Meant too that Bob whom he always called “Robert my boyo” had his ears filled from early on about the whole freaking eight hundred years of John Bull’s tyranny, spitting out of the bastard Cromwell’s name, and of the exploits of the Fenian Brotherhood and of course endless details about 1916 and the fights after independence.          
All of that did not sink in until “the troubles” began up in the North in the late 1960s and early 1970s when it was necessary to move from off the dime-to support the fight against the Protestant heathen who were down-pressing the Irish Catholic minority something like the ghost of his grandfather’s bull sessions came up and seized him in a fit of shamrock patriotism.
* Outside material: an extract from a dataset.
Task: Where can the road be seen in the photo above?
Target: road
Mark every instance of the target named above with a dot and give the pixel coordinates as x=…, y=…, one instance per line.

He would raise serious money for the boyos and later never regretted like some did that the money bought guns and ammo. Thought back every time some frightened Irish politician would call on the diaspora to not supply the bravos with such “toys” to his grandfather’s words about the boys of 1916 taking guns from the Germans in their fight-in war the rules don’t mean a damn thing winning does and losing means the hang them high gallows. Yeah, so Tommy Riley, now the late Tommy Riley of blessed memory, was not the only one who got the drill who lived to see his green side blossom for all the world to see. And, hell, to this day Bob Dolan still does not know a shabeen from a shillelagh.